Perhaps the most surprising example of this came on turkeys. A flood of turkey bills were submitted, including one sponsored at my request by Senator Tom Saviello, calling for a variety of actions to recruit more turkey hunters and increase the turkey harvest. Three legislators who have suffered losses on their farms because of turkeys, spoke forcefully for their own bills: Representatives Jeff Timberlake, Russell Black, and Craig Hickman.
But I had little hope that much would be done because the Department of Inland Fisheries and Wildlife opposed all of the proposals. The agency even whipped up a one-day “task force” and issued a report indicating the group only supported an extension of the October turkey hunt to four weeks.
But DIF&W’s special projects director Judy Camuso delivered a big surprise at the committee’s work session on the turkey bills, informing the committee that the department had decided to offer a whole package of ideas, all of which were enthusiastically embraced by the committee. “This is a bold play. I like the effort that’s gone into this,” Senator Anne Haskell told Camuso.
The committee unanimously endorsed all of the department’s suggestions and added one more of its own. They reduced the turkey hunting permit to $20 for both residents and nonresidents, with no additional fee for a second tom in the spring, expanded the fall season to the entire month of October and added a second turkey of either sex to the fall season, reduced the tagging fee from $5 to $2 for each turkey (with all of the fee going to the tagging agent), extended the spring season to all-day (1/2 hour before sunrise to ½ hour after sunset) and authorized all-day hunting for youth day.

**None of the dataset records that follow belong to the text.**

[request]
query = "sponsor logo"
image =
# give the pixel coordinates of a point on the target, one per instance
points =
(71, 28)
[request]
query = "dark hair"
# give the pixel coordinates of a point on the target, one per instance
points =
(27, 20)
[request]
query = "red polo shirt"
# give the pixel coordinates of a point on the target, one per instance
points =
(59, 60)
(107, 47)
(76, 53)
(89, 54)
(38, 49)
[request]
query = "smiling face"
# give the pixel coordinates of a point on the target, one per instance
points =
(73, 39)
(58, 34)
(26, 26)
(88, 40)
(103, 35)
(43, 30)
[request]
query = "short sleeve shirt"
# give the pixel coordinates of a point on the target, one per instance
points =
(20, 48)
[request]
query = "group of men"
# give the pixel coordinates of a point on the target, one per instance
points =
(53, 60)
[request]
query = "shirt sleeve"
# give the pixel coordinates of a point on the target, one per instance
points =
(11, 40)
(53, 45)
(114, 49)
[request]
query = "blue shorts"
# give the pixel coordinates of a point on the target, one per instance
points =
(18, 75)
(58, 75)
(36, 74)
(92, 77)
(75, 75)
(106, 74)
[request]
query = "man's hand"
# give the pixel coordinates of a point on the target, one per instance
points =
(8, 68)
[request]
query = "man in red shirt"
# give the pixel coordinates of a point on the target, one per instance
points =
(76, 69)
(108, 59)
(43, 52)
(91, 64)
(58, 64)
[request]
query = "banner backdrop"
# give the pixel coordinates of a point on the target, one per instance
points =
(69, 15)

Although DIF&W recommended all-day hunting only in the final two weeks of the spring season, many committee members, including Representative Paul Davis and the two committee chairs, Senator David Dutremble and Representative Mike Shaw, strongly supported all-day hunting throughout the spring season. And that’s what the committee did. But to pick up the vote of Rep. Ellie Espling and get a unanimous vote on the bill, the committee sunsetted all-day hunting in the spring after 2016, meaning the legislature will have to reaffirm it if it is to continue in 2017.
All of these changes were inserted in a bill sponsored by Rep. Tim Marks that originally called for an extension of youth day to a full week. In addition to these changes, the department said it would take other changes to rule-making that essentially will open up the entire state to turkey hunting.
Representatives Steve Wood and Tim Marks felt that the fee was still too high – as did those legislators who sponsored bills to encourage more sportsmen to hunt turkeys. I told the committee that the changes they offered will give those of us who hunt turkeys now a lot more opportunity, but won’t attract a lot more turkey hunters. That will only happen when the fee disappears.
The reduction in fees will cost DIF&W almost $100,000, and the fiscal note attached to the bill, requiring this money to be added to the budget, was the final hurdle. But DIF&W, as final action was being taken on all bills requiring funding, agreed to absorb the cost, negating any need for more funding to be appropriated. And the bill was quickly enacted after that, but not before a final twist.
A final amendment delayed all of the changes until 2014, so the expansion of the fall season will not occur this year. A missed opportunity, for sure.